Pixel-Wise Loss: Since the upsampled HR faces should be similar to the input LR faces in terms of image intensities, we employ the Euclidean distance, also known as pixel-wise $\ell _2$ loss, to enforce this similarity as follows:

$$\begin{aligned} {{\mathcal {L}}}_{p}(w) ={\mathbb {E}}_{({\hat{h}}_i,h_i)\sim p({\hat{h}},h)}\Vert {\hat{h}}_i-h_i\Vert _F^2 = {\mathbb {E}}_{(l_i,h_i)\sim p(l,h)}\Vert {\mathcal {U}}_w(l_i)- h_i\Vert _F^2, \end{aligned}$$

(1)

where ${\hat{h}}_i$ and ${\mathcal {U}}_w(l_i)$ both represent the upsampled faces by our MTUN, w is the parameters of MTUN, $l_i$ and $h_i$ denote the LR input image and its HR ground-truth counterpart respectively, p(l, h) represents the joint distribution of the LR and HR face images in the training dataset, and $p({\hat{h}},h)$ indicates the joint distribution of the upsampled HR faces and their corresponding HR ground-truths.

Feature-Wise Loss: As mentioned in [10, 32, 37], only using pixel-wise $\ell _2$ loss will produce over-smoothed super-resolved results.
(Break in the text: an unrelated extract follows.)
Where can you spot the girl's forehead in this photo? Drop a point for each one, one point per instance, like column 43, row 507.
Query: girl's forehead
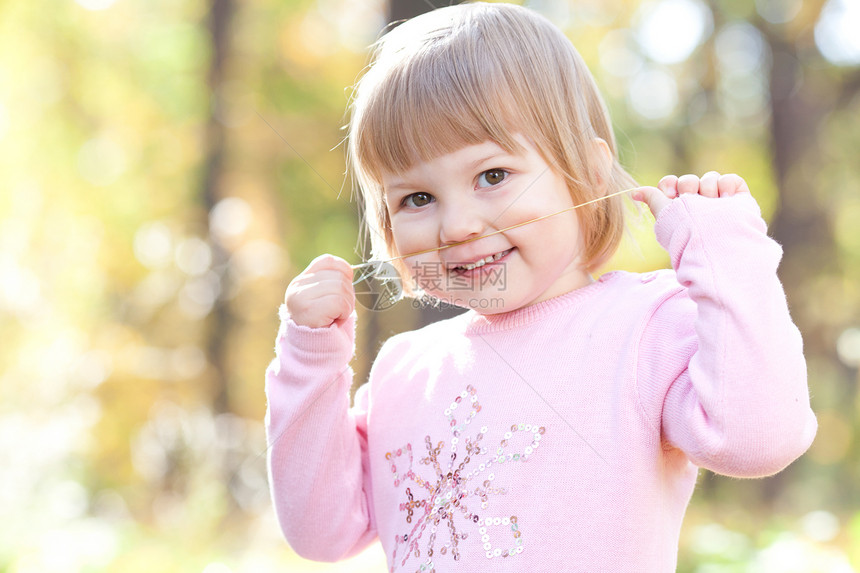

In order to achieve high-quality visual results, we also constrain the upsampled faces to share the same features as their HR counterparts. The objective function is expressed as:

$$\begin{aligned} {\mathcal {L}}_{f}(w) = {\mathbb {E}}_{({\hat{h}}_i,h_i)\sim p({\hat{h}},h)}\Vert \psi ({\hat{h}}_i) - \psi (h_i)\Vert _F^2 = {\mathbb {E}}_{(l_i,h_i)\sim p(l,h)}\Vert \psi ({\mathcal {U}}_w(l_i)) - \psi (h_i)\Vert _F^2, \end{aligned}$$

(2)

where $\psi (\cdot )$ denotes feature maps of a layer in VGG-19 [38]. We use the layer ReLU32, which gives good empirical results in our experiments.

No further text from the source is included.